Nessa perspectiva, é central a compreensão multiescalar que interliga as dinâmicas regionais à escala nacional e internacional, considerando a região como co-produtora de processos, políticas e práticas econômicas em diferentes escalas espaciais e institucionais (Peck; Siqueira, 2024).

 

Referências

ACSELRAD, Henri. Capitalismo extrativo. A terra é redonda. 3 de junho de 2023. https://aterraeredonda.com.br/capitalismo-extrativo/

BRINGEL, Breno; SVAMPA, Maristela. Del “Consenso de los Commodities” al “Consenso de la Descarbonización”. Nueva Sociedad, 306, 2023.

MICHELOTTI, Fernando; SIQUEIRA, Hipólita. Financeirização das Commodities Agrícolas e Economia do Agronegócio no Brasil. Semestre Económico, 22, 87-106, 2019.

MORCEIRO, Paulo. Methodological influence on Brazilian deindustrialization.

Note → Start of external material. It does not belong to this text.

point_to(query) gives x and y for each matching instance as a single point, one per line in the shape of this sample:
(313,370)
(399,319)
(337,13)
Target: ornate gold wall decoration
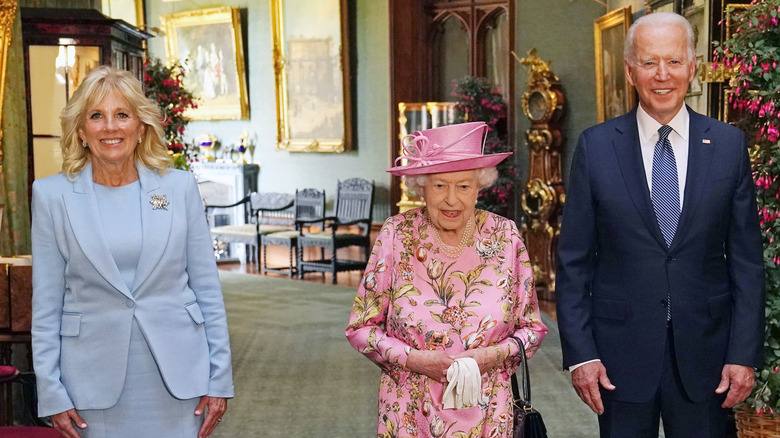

Brazilian Journal of Political Economy. v. 41, n. 4, p. 700-722, 2021.

MONTEIRO NETO, Aristides. (Org.) Brasil, Brasis: reconfigurações territoriais da indústria no século XXI. Brasília: IPEA, 2021.

PECK, Jamie. Praticando metodologias para análises de conjuntura: abordando o capitalismo chinês. Revista GEOgrafias, v. 20, n. 1, 2024.

PECK, Jamie; SIQUEIRA, Hipólita. Geografias do desenvolvimento desigual. Revista GEOgrafias, v. 20, n. 1, 2024.

PHELPS, Nicholas A.; ATIENZA, Miguel; ARIAS, Martin. Encore for the Enclave: the changing nature of the industry enclave with illustrations from the mining industry in Chile. Economic Geography, 91 (2), 119-146, 2015.

SIQUEIRA, Hipólita. Tendências de investimento e da dinâmica regional brasileira em tempos de reprimarização territorial, 2025 (no prelo).

SIQUEIRA, Hipólita. Reprimarización territorial: preguntas sobre el desarrollo regional y la urbanización en Brasil. Regional Studies Association Blog. 16 de novembro de 2022. https://www.regionalstudies.org/rsa-blog/blog-reprimarizacion-territorial-preguntas-sobre-el-desarrollo-regional-y-la-urbanizacion-en-brasil/

SIQUEIRA, Hipólita. Novo desenvolvimentismo e dinâmica urbano-regional no Brasil (2004-2012). Eure, 41, 261-277, 2015.